Believe This: Fats are healthy
June 19th 2008 15:29
Many people see fats as potential cause of obesity, artherosclerosis, hypertension, heart failure, cancer and myriads of terminal ailments. Many individuals have resolve to keep away from fatty foods as far as possible while those that take fats see them as necessary poisons that they’ve become accustomed to, forming a vital part of their day-to-day living. In essence, fats and physiological contretemps are said to have close ties of consanguinity. But, fats are not all about being a potential minefield for those that lack the full compos mentis over what they ingest. This is an exposition of the advantages embedded in adequate fat intake.
It would be of primer importance to have an elementary chemistry knowledge of who fats are. Fats (and oils) are made up of building blocks called triglycerides which in turn have fatty acids as primary components. In composition, fatty acids comprise of about 95% of the total weight of fats and oils. These fatty acids could be saturated or unsaturated; the classification is based on the presence or absence of double bonds between carbon atoms in the molecules. The body’s fat-synthesis ability also differentiates essential fatty acids (those that cannot be synthesized in the body and must be consumed as part of one’s diet) from non- essential fatty acids which the body could readily synthesize.
The role of fats as energy reservoir is probably the most recognized function. The body can store a large amount of energy in a small volume. 1g of fat for instance, contain more than two times the energy derived from an equal amount of other food components. Also, there is disparity in energy usage. Energy from carbohydrate is employed in brain cell metabolism and in dire need of energy (during exercise and other energy-sapping activities) while energy from fats is utilized for day-to-day activities like walking, seating, writing and so on. In some cases, energy utilization could be interwoven , the difference is due to the different rates of metabolism of the food components while carbohydrates are rapidly metabolized, fats’ metabolism is rather slow. In glucose deficiency, body organs like the liver, could “make” glucose from fat breakdown.
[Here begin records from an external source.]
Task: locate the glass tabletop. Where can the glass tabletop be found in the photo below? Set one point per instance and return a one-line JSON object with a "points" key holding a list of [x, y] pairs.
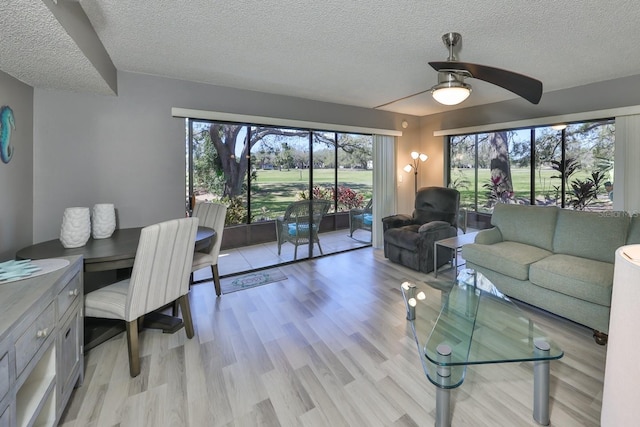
{"points": [[477, 325]]}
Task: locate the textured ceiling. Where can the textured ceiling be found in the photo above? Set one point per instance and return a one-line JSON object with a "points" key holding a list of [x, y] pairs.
{"points": [[362, 53]]}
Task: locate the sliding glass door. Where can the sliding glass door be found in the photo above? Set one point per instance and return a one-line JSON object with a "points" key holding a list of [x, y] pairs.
{"points": [[260, 171]]}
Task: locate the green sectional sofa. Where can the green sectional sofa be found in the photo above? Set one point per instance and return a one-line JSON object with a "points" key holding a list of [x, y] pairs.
{"points": [[556, 259]]}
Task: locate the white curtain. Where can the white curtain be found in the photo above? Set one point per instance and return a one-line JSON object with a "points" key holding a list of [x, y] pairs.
{"points": [[384, 184], [626, 172]]}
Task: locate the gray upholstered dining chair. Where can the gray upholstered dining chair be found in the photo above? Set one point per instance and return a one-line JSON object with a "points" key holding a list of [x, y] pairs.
{"points": [[212, 215], [160, 276]]}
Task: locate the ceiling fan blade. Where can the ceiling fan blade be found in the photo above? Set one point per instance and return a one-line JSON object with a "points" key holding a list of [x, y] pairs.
{"points": [[401, 99], [524, 86]]}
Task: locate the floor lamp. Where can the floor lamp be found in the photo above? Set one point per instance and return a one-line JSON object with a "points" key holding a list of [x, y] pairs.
{"points": [[417, 158]]}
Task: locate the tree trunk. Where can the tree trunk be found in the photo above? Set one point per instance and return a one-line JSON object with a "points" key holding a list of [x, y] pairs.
{"points": [[500, 167]]}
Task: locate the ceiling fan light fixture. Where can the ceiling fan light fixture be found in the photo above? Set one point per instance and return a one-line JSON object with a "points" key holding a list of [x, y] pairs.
{"points": [[451, 92]]}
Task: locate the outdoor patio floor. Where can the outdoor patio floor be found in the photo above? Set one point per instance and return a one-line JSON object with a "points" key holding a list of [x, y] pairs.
{"points": [[248, 258]]}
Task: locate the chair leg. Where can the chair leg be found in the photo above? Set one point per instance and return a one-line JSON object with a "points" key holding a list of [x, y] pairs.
{"points": [[186, 315], [134, 349], [216, 279], [174, 311]]}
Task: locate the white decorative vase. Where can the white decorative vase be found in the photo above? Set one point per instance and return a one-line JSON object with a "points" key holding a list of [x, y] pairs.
{"points": [[76, 227], [103, 220]]}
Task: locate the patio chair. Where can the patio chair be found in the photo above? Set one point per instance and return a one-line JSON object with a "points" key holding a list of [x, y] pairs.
{"points": [[294, 227], [212, 215], [360, 218]]}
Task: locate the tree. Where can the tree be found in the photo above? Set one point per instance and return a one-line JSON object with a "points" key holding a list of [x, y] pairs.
{"points": [[228, 138], [502, 185]]}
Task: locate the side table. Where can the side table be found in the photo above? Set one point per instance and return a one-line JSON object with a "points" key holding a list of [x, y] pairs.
{"points": [[453, 244]]}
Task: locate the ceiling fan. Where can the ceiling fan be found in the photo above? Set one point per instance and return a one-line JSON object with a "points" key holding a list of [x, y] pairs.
{"points": [[452, 89]]}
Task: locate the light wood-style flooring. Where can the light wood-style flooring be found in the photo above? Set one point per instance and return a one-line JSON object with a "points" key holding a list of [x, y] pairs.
{"points": [[329, 346]]}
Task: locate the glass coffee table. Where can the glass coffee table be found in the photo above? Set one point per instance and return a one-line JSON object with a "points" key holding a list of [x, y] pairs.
{"points": [[477, 325]]}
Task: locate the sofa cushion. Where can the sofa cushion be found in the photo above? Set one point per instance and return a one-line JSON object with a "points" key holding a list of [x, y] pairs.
{"points": [[510, 258], [593, 235], [581, 278], [634, 230], [532, 225]]}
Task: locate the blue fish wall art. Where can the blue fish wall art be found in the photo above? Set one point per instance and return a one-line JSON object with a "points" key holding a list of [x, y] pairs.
{"points": [[7, 124]]}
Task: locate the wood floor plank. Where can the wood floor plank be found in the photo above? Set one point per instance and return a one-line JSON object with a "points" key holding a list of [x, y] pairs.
{"points": [[330, 345]]}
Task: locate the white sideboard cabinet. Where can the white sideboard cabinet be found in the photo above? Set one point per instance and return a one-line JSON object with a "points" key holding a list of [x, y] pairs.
{"points": [[41, 338]]}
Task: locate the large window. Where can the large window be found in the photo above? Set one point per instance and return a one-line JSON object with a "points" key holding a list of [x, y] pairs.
{"points": [[570, 166], [259, 170]]}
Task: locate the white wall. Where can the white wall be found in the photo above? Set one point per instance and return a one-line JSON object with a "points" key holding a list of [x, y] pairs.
{"points": [[16, 177], [129, 151]]}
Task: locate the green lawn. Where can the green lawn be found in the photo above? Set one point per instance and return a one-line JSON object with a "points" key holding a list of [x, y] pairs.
{"points": [[274, 190], [521, 184]]}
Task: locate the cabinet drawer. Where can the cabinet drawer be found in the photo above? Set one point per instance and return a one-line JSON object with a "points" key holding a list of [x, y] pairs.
{"points": [[4, 374], [69, 295], [35, 335]]}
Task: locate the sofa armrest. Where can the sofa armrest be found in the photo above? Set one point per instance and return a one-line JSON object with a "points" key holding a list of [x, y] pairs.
{"points": [[395, 221], [489, 236]]}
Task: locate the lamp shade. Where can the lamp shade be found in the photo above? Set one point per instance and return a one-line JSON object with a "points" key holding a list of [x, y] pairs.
{"points": [[451, 95]]}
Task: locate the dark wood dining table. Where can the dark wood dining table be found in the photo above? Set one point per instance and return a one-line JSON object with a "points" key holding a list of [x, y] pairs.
{"points": [[114, 253], [117, 253]]}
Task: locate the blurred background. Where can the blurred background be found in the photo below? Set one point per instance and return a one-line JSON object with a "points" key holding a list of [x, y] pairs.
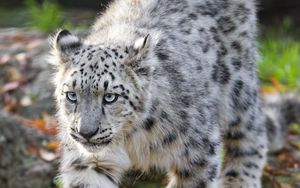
{"points": [[29, 152]]}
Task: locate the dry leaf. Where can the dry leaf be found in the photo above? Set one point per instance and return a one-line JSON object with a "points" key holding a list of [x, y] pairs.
{"points": [[13, 74], [47, 126], [52, 145], [4, 59]]}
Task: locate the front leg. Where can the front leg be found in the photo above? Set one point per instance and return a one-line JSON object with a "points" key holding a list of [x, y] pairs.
{"points": [[199, 164], [101, 170]]}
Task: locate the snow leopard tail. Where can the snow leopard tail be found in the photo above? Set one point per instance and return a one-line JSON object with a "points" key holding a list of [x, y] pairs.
{"points": [[281, 111]]}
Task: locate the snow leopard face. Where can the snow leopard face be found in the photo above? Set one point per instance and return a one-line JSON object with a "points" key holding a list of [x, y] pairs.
{"points": [[99, 89]]}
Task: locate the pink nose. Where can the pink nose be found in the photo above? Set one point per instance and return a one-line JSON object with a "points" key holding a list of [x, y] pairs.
{"points": [[88, 134]]}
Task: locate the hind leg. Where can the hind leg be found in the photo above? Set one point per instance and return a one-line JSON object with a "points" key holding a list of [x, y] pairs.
{"points": [[245, 149]]}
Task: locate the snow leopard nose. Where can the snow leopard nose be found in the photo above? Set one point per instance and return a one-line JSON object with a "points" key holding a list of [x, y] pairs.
{"points": [[88, 134]]}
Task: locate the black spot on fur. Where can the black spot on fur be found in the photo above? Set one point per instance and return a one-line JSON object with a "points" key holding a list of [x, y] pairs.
{"points": [[251, 165], [74, 84], [148, 123], [212, 171], [237, 64], [235, 135], [221, 73], [226, 24], [237, 46], [183, 173], [169, 138], [105, 85], [106, 173], [232, 173], [162, 56], [193, 16]]}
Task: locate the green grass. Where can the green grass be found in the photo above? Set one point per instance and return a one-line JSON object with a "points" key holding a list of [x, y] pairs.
{"points": [[280, 56], [44, 17], [280, 60]]}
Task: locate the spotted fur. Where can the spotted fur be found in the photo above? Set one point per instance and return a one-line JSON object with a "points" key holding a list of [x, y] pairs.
{"points": [[163, 84]]}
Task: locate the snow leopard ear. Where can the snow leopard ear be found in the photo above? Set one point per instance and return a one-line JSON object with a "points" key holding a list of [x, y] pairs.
{"points": [[64, 43], [137, 52], [139, 48]]}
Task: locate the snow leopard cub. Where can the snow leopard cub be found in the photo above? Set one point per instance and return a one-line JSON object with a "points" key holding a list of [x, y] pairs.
{"points": [[162, 84]]}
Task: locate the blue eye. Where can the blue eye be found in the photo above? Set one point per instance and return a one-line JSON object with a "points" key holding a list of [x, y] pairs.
{"points": [[109, 98], [71, 96]]}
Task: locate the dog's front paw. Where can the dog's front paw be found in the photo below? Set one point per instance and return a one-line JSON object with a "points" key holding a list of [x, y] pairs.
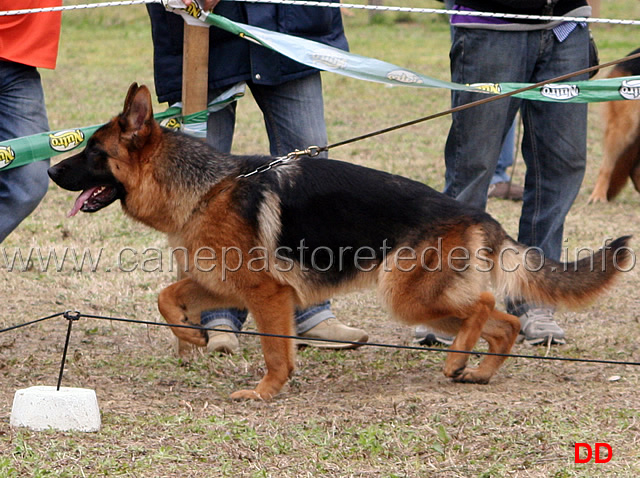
{"points": [[471, 375], [246, 395]]}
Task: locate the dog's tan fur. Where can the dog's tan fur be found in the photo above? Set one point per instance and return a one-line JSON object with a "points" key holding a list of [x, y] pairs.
{"points": [[621, 146], [451, 296]]}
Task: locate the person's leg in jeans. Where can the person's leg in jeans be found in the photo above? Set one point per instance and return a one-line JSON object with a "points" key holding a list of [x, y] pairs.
{"points": [[477, 134], [501, 185], [294, 119], [23, 113], [554, 150]]}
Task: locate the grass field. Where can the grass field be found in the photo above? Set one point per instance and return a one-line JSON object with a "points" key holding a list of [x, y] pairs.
{"points": [[368, 412]]}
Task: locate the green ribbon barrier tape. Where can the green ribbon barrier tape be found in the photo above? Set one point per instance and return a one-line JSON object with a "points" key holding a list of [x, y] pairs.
{"points": [[324, 57], [37, 147]]}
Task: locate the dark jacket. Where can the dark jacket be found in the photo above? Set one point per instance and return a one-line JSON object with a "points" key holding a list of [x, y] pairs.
{"points": [[522, 7], [233, 59]]}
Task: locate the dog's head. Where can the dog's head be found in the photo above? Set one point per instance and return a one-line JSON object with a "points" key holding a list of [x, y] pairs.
{"points": [[111, 162]]}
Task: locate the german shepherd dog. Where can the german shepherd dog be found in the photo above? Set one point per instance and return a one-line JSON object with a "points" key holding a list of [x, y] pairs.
{"points": [[621, 159], [305, 230]]}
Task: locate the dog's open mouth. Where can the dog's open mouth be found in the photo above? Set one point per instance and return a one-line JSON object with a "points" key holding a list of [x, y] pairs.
{"points": [[94, 199]]}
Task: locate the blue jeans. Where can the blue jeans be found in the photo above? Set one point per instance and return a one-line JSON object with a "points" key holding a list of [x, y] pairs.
{"points": [[505, 160], [554, 140], [294, 119], [23, 113]]}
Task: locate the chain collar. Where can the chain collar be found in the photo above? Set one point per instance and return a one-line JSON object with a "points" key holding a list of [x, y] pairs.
{"points": [[311, 151]]}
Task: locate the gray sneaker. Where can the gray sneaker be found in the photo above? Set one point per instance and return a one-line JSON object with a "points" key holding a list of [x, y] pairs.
{"points": [[426, 336], [537, 327]]}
When the body stores fats in adipose tissues, the stored fats in the warehouse perform two functions which are: they act as insulators thus help in body’s temperature control (an homeostatitic function). In addition, the stored fats protect vital organs like the kidneys, spleen, spinal cord and brain from damage by providing adequate organ padding.
Another “un-overlookable” action of fats are the antimicrobial actions of some fatty acids. Antimicrobials are substances with the potential of killing or inhibiting the propagation of micro-organisms. Lauric acid (a fatty acid occurring in laurel, coconut, and palm oil) is an antimicrobial fatty action its own. Some free fatty acids are also thought to have bactericidal activities. Due to heat retention via he prevention of heat loss by fats, the body’s heat production is enhanced thus killing some microbes that could not survive such temperature. Also, phospholipids on cell membranes form a barrier for lipophobic and / or hydrophilic microbial toxins.
The role of saturated fatty acids in the body’s immune system could not be overstressed. In a recent study, researchers found that a loss of saturated fatty acids in the lymphocytes ( a type of white blood cells) was responsible for the age- long decline in white blood cell function and this immune dysfunction was normalized b addition of the deficient saturated fatty acids. A research conducted in the 1970s by Canadian researchers showed that saturated fatty acids play vital roles in the correction of heart lesions.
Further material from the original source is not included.